The second step is to take our additions to inventory or purchases of inventory and determine how much of that was actually cash sent to our suppliers. Again, we will use base analysis for this, using the accounts payable beginning and ending amounts, using the purchases of inventory as the addition to accounts payable, and then solving for the cash payments to the vendors. For our projections, again, we are going to need to solve for our projected cash payments to vendors, and in order to do that, we need to have the beginning accounts payable, the purchases of inventory forecast, as well as the forecast ending accounts payable, which we will do similarly to what we did for inventory. In terms of finding that data, again, the beginning accounts payable is gonna come from our previous balance sheet end. Our additions to accounts payable, this is the amount of inventory that was purchased, and that has already been calculated in the inventory-based analysis. We're solving for the payments to vendors and therefore the ending accounts payable is going to come from a payable days ratio. We begin by using the inventory purchases calc from the previous slide on top, and we're going to calculate the payments to the vendors below. The accounts payable days historically was around 30 days and it was dropping, probably a function of the small amount of inventory that was required in the early days of the lockdowns for the pandemic. The forecast for that is to go back up in line with historicals. When we back out the purchases, we see that the resulting cash payments to vendors is zero.

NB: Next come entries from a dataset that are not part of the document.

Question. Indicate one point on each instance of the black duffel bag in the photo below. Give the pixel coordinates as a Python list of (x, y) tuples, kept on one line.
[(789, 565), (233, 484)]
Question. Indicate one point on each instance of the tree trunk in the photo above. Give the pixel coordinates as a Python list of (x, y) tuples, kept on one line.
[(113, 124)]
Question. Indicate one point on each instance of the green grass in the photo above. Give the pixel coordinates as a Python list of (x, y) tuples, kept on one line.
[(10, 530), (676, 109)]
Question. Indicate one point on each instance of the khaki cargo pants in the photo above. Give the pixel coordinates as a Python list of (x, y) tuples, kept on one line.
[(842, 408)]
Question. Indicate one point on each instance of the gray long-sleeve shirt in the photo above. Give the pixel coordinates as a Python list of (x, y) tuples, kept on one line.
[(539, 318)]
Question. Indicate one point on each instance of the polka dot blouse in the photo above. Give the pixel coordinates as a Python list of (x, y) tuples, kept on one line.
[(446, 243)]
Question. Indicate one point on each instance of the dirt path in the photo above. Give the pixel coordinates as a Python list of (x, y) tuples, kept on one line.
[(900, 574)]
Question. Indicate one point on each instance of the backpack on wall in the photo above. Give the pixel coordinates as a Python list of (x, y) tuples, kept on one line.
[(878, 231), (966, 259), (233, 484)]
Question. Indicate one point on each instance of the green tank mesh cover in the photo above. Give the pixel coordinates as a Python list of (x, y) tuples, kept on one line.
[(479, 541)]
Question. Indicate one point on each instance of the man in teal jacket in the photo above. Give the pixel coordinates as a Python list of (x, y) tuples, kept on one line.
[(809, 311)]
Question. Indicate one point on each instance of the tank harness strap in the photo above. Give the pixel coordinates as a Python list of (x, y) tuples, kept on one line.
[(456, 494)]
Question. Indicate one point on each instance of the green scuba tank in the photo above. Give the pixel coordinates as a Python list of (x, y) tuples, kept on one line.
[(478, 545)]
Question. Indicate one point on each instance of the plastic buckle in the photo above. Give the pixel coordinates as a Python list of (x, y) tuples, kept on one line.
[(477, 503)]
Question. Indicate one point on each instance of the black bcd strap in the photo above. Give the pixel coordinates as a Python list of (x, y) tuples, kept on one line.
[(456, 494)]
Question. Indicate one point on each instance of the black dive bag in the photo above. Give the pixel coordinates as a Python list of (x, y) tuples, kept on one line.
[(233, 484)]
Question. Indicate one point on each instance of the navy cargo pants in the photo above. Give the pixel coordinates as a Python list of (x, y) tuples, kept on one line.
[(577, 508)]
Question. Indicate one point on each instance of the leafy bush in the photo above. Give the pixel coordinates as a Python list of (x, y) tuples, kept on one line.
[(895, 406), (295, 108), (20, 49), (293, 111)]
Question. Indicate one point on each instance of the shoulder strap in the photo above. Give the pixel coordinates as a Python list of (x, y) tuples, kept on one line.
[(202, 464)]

This means that TRA has basically asked suppliers to take a holiday while it sorts this out. Now this is not easy to do and from the supplier's perspective, granting a few weeks of holiday with some added late fees, as opposed to losing a massive customer like TRA is probably an easy decision for them to make. This is a good time to point out again that this is an inside model. There's no way we're gonna be able to come up with these assumptions without some guidance here from the financial management team of the borrower.

And so we can see here the payments to vendors are being piped into this model in the merchandise vendors line. This is under the operating disbursements. This forecast shows merchandise vendors getting paid nothing for the first several weeks and then the backlog begins to clear as the stores open in early June and the cash flow begins to come in. Not an assumption that one would make without some guidance from management.